自分自身を理解して自分の感情や行動を調整したり、他人との調和的な関係を生み出すために感情を効果的に活用する能力で、「心の知能指数」と呼ばれている「EQ」という理論があります。EQの考え方では、感情を上手に管理して利用できる能力を生みだす技能として「24の素養」を挙げています。自分の24の素養を検査で数値化して、自己理解をしたうえで自分の感情能力を高めていくヒントにして、仕事などの自己開発に役立てていくのがEQの考え方です。そして、その24の素養のうちの1つが「社会的自己意識」です。

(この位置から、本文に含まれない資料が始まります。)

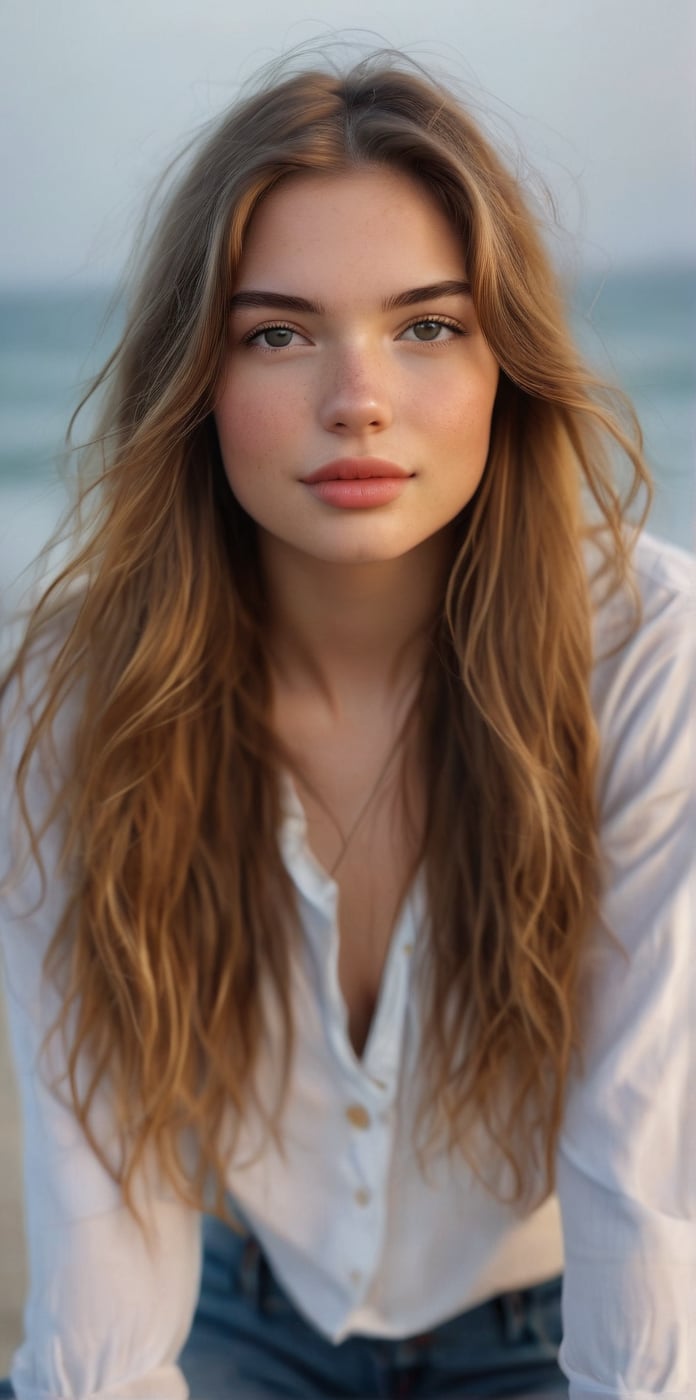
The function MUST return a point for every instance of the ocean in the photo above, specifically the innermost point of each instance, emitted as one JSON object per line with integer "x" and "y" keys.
{"x": 636, "y": 326}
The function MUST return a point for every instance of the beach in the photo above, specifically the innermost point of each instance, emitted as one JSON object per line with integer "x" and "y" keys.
{"x": 636, "y": 326}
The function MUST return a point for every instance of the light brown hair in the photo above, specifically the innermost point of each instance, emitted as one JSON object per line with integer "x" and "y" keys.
{"x": 179, "y": 907}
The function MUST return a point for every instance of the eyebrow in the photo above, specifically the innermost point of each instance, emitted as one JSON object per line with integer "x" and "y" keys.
{"x": 283, "y": 301}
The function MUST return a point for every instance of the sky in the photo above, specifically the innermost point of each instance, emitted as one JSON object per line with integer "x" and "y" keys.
{"x": 97, "y": 95}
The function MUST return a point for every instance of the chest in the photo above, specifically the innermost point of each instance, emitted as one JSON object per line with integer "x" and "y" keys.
{"x": 366, "y": 835}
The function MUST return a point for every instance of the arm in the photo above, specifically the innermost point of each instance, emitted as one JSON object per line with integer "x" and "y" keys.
{"x": 626, "y": 1168}
{"x": 105, "y": 1315}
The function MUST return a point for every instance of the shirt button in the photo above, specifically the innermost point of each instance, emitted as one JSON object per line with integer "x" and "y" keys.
{"x": 359, "y": 1116}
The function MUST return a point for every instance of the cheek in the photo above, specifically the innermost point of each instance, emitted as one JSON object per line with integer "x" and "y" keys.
{"x": 249, "y": 427}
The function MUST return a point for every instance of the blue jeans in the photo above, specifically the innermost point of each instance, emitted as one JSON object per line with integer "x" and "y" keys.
{"x": 249, "y": 1343}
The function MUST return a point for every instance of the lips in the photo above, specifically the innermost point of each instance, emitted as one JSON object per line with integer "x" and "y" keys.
{"x": 356, "y": 469}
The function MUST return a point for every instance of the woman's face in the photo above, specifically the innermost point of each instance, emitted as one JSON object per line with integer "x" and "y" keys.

「社会的自己意識」は自分が周囲にどのような人間として映っているかを知ろうとする傾向です。この「社会的自己意識」の数値が高いと、自分に対する評価や噂にとても敏感になり、周囲の期待に沿った行動をとろうとする傾向があるとされます。この数値が高い人は言葉遣いや態度は丁寧になり、集団や組織のルールにはうまく適応して行動できるようになります。しかし、その傾向が強くなり過ぎると、他人に合わせすぎてしまったり、周囲の目や世間体を気にしすぎてしまって、自分の価値を見失って身動きが取れなくなってしまいます。どうやら、日本人はこの「社会的自己意識」が強い傾向にあるようです。

自分が周囲からどう思われているかということに興味や関心があることは決して悪いことではありません。しかし、その傾向が強すぎると人からの評価ばかりを気にしすぎてしまって、仕事でいえば「働き過ぎ」や「気の遣いすぎ」により、ストレスをためてしまいがちになります。それが「日本人の良さ」でもあるのでしょうが、日本人のメンタルヘルスの悪化の原因にもなっているのです。自分の考えをしっかりと持ち、他人に振り回されないように心掛け、「人は人、自分は自分」と自らに言い聞かせて、自分自身が本当は何をしたいのかを見つめるようにしましょう。

自分の感情能力やその能力の開発に興味のある方は、一度「EQ」について勉強してはみてはいかがでしょうか。